Results from a recent large-scale study indicate that stem cell transplants should be considered for the treatment of patients with relapsed follicular lymphoma.
The study, “Allogeneic Hematopoietic Stem Cell Transplantation for Relapsed Follicular Lymphoma: A Combined Analysis on Behalf of the Lymphoma Working Party of the EBMT and the Lymphoma Committee of the CIBMTR,” was published in the journal Cancer.
Allogeneic hematopoietic stem cell transplants (allo-HCT), which refers to the transplantation of stem cells obtained from a matched donor into a patient, remains the only potentially curative treatment for relapsed follicular lymphoma.
Unfortunately, there is still no consensus on the right timing for the transplants, nor the optimal patient population who should be receiving the treatment.
To determine the value of these stem cell transplants in patients with relapsed follicular lymphoma, researchers conducted a retrospective analysis of the largest group of patients that have ever been studied, from the European Society for Blood and Marrow Transplantation (EBMT) and the Center for International Blood and Marrow Transplant Research (CIBMTR).

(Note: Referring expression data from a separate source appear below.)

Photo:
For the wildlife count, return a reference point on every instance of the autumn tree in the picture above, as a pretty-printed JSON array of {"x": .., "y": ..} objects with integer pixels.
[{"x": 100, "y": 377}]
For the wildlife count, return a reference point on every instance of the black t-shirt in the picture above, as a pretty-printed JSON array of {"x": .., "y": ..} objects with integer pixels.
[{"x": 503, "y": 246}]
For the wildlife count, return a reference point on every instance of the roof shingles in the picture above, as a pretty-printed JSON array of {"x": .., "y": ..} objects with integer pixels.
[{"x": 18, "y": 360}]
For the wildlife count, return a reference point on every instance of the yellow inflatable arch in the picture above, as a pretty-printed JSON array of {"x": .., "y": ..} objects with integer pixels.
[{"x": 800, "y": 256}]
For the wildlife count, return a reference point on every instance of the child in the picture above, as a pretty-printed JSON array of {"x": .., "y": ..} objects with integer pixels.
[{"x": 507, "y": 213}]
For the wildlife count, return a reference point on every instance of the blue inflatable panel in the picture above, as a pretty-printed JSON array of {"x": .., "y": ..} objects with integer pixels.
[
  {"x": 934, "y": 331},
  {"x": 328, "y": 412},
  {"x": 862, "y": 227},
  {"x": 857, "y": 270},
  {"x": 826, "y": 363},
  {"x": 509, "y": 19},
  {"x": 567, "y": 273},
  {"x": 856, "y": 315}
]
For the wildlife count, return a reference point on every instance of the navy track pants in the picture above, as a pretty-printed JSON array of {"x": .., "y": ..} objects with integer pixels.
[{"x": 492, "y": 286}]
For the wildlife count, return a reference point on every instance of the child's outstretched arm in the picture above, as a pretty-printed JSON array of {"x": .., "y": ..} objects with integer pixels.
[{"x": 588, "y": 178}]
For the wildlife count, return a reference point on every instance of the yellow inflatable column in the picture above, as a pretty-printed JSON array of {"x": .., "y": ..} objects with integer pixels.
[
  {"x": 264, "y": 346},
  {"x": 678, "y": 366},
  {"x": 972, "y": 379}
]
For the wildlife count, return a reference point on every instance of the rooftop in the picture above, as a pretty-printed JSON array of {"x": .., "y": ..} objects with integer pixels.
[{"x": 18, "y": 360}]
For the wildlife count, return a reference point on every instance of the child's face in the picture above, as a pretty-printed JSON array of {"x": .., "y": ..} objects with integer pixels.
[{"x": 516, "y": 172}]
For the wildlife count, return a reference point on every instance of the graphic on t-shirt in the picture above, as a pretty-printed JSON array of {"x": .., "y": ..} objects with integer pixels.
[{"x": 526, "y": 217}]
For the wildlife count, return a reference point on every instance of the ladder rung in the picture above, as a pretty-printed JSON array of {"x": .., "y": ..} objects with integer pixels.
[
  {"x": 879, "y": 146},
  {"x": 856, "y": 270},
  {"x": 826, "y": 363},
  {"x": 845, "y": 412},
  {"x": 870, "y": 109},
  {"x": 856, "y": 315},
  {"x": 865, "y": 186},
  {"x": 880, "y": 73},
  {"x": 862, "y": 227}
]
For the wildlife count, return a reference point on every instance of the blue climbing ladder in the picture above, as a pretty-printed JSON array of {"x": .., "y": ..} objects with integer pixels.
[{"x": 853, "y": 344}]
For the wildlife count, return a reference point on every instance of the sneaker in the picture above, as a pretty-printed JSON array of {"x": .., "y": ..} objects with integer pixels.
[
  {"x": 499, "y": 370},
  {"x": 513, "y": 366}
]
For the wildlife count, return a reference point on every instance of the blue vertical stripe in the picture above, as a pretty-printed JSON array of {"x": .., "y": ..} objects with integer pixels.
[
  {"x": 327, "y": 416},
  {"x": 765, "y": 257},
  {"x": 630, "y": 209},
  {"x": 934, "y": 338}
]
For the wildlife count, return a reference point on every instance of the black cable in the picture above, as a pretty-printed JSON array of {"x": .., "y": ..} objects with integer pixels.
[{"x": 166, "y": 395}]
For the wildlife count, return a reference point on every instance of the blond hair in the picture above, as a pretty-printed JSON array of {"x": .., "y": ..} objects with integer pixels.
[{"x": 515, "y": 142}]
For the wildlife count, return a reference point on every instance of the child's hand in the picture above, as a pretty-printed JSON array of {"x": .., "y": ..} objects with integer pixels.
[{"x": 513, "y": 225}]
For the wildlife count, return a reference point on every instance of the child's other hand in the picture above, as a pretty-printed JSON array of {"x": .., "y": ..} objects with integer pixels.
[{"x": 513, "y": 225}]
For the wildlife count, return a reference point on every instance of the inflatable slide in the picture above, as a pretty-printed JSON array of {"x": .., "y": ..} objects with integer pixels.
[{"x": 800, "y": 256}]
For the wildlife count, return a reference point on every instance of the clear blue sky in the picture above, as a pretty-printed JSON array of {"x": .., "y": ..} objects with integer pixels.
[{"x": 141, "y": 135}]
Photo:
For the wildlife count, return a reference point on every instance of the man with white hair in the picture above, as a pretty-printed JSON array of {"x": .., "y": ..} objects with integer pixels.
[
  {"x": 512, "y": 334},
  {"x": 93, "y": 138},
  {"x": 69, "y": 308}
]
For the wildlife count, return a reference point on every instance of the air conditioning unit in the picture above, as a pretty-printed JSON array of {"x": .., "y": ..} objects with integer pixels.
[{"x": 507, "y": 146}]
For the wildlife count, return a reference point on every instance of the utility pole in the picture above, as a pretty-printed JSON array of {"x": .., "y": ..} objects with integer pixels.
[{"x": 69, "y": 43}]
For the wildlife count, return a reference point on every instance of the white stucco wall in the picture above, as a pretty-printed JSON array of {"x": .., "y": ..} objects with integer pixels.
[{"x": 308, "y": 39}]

The study included 1,567 patients with relapsed follicular lymphoma who underwent stem cell transplant from a human leukocyte antigen (HLA)–matched donor.
Five years after receiving the transplant, 61% of patients were still alive, and 52% had still not progressed. The five-year cumulative incidence of disease progression or relapse was 29%, while transplant-related mortality was 19%.
When looking at individual risk factors, researchers determined that chemoresistant disease, older age, heavy pre-treatment, poor performance status, and myeloablative protocols – regimens with high-dose chemotherapy that kill cells in the bone marrow – were all predictors for worse survival.
Researchers also developed a prognostic score using age, lines of prior therapy, disease status, and performance status. They used the prognostic score to classify patients into three groups – low, intermediate, and high risk.
While 80% and 68% of patients in the low-risk group were alive or alive without any signs of disease progression at five years, respectively, the figures dropped to 62% and 53% in the intermediate-risk group and to 50% and 46% in the high-risk group, respectively.
Results from this study indicate excellent long-term outcomes for patients with relapsed follicular lymphoma who are treated with stem cell transplants, particularly patients with a low risk of progression.
“Allo-HCT should be considered for patients with relapsed follicular lymphoma and available HLA-matched donors,” the researchers wrote.
As they developed a new predictive prognostic score, the investigators added that “the prognostic score presented here can assist in counseling patients and determining the time to proceed to transplantation.”